The name derives from the legends associated with the original Nauplius of tradition, son of Amymone and Poseidon. The two imposing rocks of the peninsula, Its Kale and Palamedi, face one another across an inner bay of the Gulf of Argolis. The town is on the flat N side of the harbor, with N-S streets which climb by steps to the higher S level. Pronoia is on the E land side of the strong fortress of Palamedi which can now be approached by a motor road, though formerly only by steps (857).

Archaeology: The Classical acropolis was presumably on Its Kale. Blocks from the original walls, ca. 300 B.C., the earliest now visible, some polygonal, have been reused in later fortifications and there are traces of cuttings and steps. The earliest excavations in the Pronoia area revealed Mycenaean chamber tombs and recently work there has added rich examples. In the 1950's Geometric finds outnumbered Mycenaean. In 1970-71 excavations in the area produced evidence of Neolithic and of Early and Middle Helladic occupation. The presence of cavernous holes seems to confirm Strabo's reference to a “man-made labyrinth” and “caves.” Continued excavation here may well prove this region to have been an important center of the EH period.

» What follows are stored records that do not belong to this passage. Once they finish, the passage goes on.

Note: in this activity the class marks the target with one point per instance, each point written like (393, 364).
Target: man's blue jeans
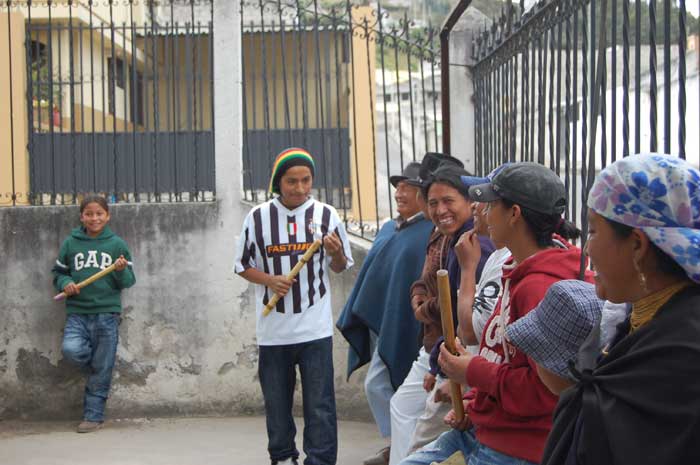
(90, 342)
(452, 441)
(276, 370)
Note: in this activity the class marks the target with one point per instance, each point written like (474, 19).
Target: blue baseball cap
(470, 181)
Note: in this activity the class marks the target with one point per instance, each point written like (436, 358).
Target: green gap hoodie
(80, 257)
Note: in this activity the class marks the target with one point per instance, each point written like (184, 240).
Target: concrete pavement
(181, 441)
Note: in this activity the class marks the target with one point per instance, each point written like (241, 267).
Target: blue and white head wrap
(659, 194)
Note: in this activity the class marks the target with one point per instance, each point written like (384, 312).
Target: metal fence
(111, 96)
(356, 87)
(576, 84)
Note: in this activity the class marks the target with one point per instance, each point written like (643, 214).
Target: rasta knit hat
(286, 159)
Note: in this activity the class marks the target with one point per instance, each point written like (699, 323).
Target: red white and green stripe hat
(286, 159)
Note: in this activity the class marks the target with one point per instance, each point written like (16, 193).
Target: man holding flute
(298, 331)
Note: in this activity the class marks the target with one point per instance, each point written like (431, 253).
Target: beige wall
(96, 80)
(175, 86)
(361, 100)
(17, 119)
(298, 48)
(354, 81)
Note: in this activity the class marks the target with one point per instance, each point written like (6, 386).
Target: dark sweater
(641, 403)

History and Chronology: Nauplia was a member of the Kalaurian Maritime League, but in the 7th c. B.C. was conquered by Argos, its natural rival. Its succeeding history, disturbed by conflicts, is meager. It includes a transference of population during the Messenian Wars; Pausanias found the site deserted.


Paus. 11.38; Strab. 369.373; R. & K. Cook, Southern Greece (1968); Archaeological Reports in BSA (1971) 11; Deilaki in AAA 1 (1971) 10-11; H. Wace, Nauplia, 3d ed. (1971); id., EAA, s.v. Nauplia (q.v. for bibliography).